It was just about a year ago, on Aug. 23, 2008, that James Baker recorded an idea in his journal for an improved method of converting organic material into usable energy. Known as biomass gasification, the process reduces sources such as grass or wood to produce synthetic gas similar to natural gas or propane. These fuels can be used in a variety of applications, from automobiles to heating furnaces.
The ultimate goal for the student from Rossford is to make a different type of hybrid/dual fuel processor small enough to fit in the trunk of an automobile. The gasifier would convert cellulose derived from biomass into a clean, burnable gas that could supplement the gasoline used in the vehicle’s engine.
Baker, now a senior majoring in engineering technology, said of his inspiration, “A lot of people were skeptical that it would work—a lot of people still have a hard time believing it will work.”
However, after months of design, construction and bated breath on the part of its creators, the centrifugal gasification reactor has validated Baker’s initial concept. In its recent first test, it outperformed his expectations. “Getting it working was the Eureka moment,” Baker said. Though the test was only the first step of many, he said, “the really important part of it works, so it’s on its way.”
Though others doubted, the University saw potential in the idea. When Baker transferred to BGSU from Owens Community College in fall 2007, he disclosed his concept to the Office of Sponsored Programs and Research, which found enough merit in it to be willing to help fund its development. “The PATDOC (Patent Advisory and Technology Development Oversight Committee) members were impressed with the knowledge and initiative evidenced by James in his invention. We decided that we wanted to fund further development of his idea. BGSU does have a fund to support small projects that could lead to commercialization of BGSU intellectual property,” said Dr. Deanne Snavely, interim vice provost for research and dean of the Graduate College.
Barry Piersol, director of the Electric Vehicle Institute (EVI), is the principal investigator on the project and has handled all the financial aspects. Under his direction, Baker participated in the SETGO undergraduate research program this summer (www.bgsu.edu/offices/mc/monitor/08-24-09/page69667.html), spending 10 weeks building the biomass gasifier.

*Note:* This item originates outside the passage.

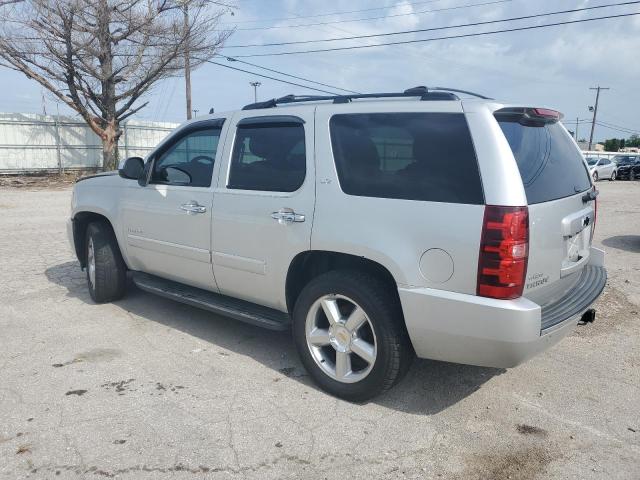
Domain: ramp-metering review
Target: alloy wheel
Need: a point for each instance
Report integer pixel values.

“James is the first undergraduate in my memory who has presented us a potentially patentable invention,” Piersol said. “It’s been refreshing to be engaged with a young mind with lots of creative juices.”
BGSU also offered Baker the invaluable assistance of Charles Codding Jr., EVI process engineer and former engineering instructor, who guided the physical building of the apparatus. “His expertise and knowledge of manufacturing and engineering processes got this project off the ground. I’m indebted to him because of his help,” Baker said.

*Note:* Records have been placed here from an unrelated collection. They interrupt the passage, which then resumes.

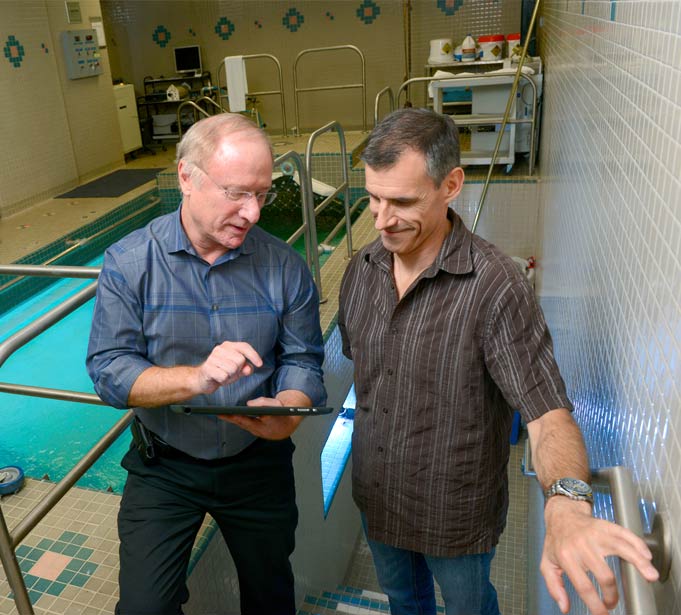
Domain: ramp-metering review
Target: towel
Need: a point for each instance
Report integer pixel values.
(235, 70)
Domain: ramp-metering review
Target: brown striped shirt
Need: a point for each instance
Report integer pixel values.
(437, 376)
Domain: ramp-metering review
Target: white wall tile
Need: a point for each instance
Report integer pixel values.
(610, 273)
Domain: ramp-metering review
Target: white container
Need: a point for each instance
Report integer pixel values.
(468, 49)
(515, 49)
(491, 47)
(440, 51)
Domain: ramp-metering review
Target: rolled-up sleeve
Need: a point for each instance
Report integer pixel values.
(519, 354)
(301, 346)
(117, 348)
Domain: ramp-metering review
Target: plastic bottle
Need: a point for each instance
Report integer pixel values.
(468, 49)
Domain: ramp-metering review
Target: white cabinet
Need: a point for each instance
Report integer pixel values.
(126, 105)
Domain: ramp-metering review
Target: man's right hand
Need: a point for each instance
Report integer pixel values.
(226, 364)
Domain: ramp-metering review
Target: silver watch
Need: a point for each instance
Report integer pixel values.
(572, 488)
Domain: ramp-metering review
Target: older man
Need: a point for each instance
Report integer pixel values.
(202, 305)
(446, 339)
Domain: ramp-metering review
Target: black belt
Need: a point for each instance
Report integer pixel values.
(163, 449)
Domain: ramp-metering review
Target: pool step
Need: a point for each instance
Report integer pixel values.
(345, 599)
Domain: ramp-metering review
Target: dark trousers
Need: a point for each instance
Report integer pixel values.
(251, 497)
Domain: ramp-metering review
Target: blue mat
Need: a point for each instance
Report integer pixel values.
(111, 185)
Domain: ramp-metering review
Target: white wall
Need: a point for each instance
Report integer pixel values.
(55, 131)
(610, 272)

Codding mentored him while he was making the initial design, which helped reduce the cost significantly, Baker added.
The two availed themselves of the vast array of equipment the College of Technology has amassed over the years. “We probably used every tool in the research lab, including some that hadn’t been used for years,” Baker recalled.
The aluminum castings were done in a local foundry, and Baker and Codding machined the rough metal pieces. Finally, the gasifier was sent out to be balanced. Then came the all-important actual test, which, to everyone’s great relief and exultation, worked.
Baker has been intrigued with science and physics since he was a child reading a set of scientific encyclopedias on inventions that he described as a “catalog of ideas.”
“I’m always thinking of how to mesh ideas to create a new idea,” he said.
Now that the SETGO summer program is completed, the project will move back into the EVI Research and Development Laboratory in the technology college, where Baker can continue testing and refinements.